NEW YORK CITY — A duo of city officials are raising red flags about Board of Elections failures following troubling reports of problems at the polls on Thursday.
City Councilman Jumaane Williams and Public Advocate Bill de Blasio said they were distressed by a flurry of complaints from voters during Thursday's state legislative primaries, stemming mainly from voter confusion over poll site changes after district lines were redrawn earlier this year.
“What I witnessed at the polls today was simply the worst example of voter disenfranchisement I have personally seen,” said Williams, who spent the evening at Tilden High School and P.S. 269 Nostrand in East Flatbush, Brooklyn.
“Voters, many of them seniors, were streaming out of polling sites screaming, cursing and near tears over the frustration they experienced,” he described, pointing to “countless stories" of voters being told that they were at the wrong polling sites and not informed of their ability to ask for affidavit ballots.
Among those left frustrated was Caitlin Burns, 28, who lives on the border of Inwood and Washington Heights. She said she was forced to travel to three separate polling stations early Thursday morning before eventually casting her ballot in the race between State Sen. Adriano Espaillat and Assemblyman Guillermo Linares.
Burns said that she mistakenly headed to the wrong polling station, a local middle school, after voting there during the Congressional primary back in June, and never receiving any notice her poll site had changed.
Staff there referred her to another polling station, a local YWHA, where she was told she wasn’t on the rolls and was referred to yet another location. There, she was informed that she was indeed registered at YWHA, where she was eventually allowed to vote.
“It was just hugely frustrating,” said Burns, who added that, had she not been so committed to voting, she likely would have given up.
It was a similar story for Claire Tuck, 33, who lives in Carroll Gardens, Brooklyn. She said she and her husband headed to the School of International Studies to cast their ballots Thursday morning, just as they'd done for the past three years. But this time, they were told their names weren’t on the list. Poll workers directed them to fill affidavit ballots, and insisted there was nothing else they could do.
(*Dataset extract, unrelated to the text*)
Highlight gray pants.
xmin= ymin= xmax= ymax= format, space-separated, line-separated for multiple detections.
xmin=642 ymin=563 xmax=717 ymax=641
Instead, the pair called the Board of Election's voter hotline, which told them they were actually supposed to be voting at P.S. 29.
“We were never given any notice of this whatsoever,” Tuck insisted.
“I don’t know how many people who were maybe not as determined as us were actually deterred from voting," she said.
In a letter to the president of the Board of Elections, de Blasio called on the board to immediately address the issues so they're prepared for November’s general election, by making sure all poll site information mailed to voters was up- to-date and accurate. He also called for better poll worker training.
“With November’s Presidential Election looming, much more must be done immediately to prevent widespread confusion that could disenfranchise thousands of New Yorkers," he wrote.
Board of Elections spokeswoman Valerie Vazquez said the board sent poll site notices to all voters in August, as well as updates later if sites had changed.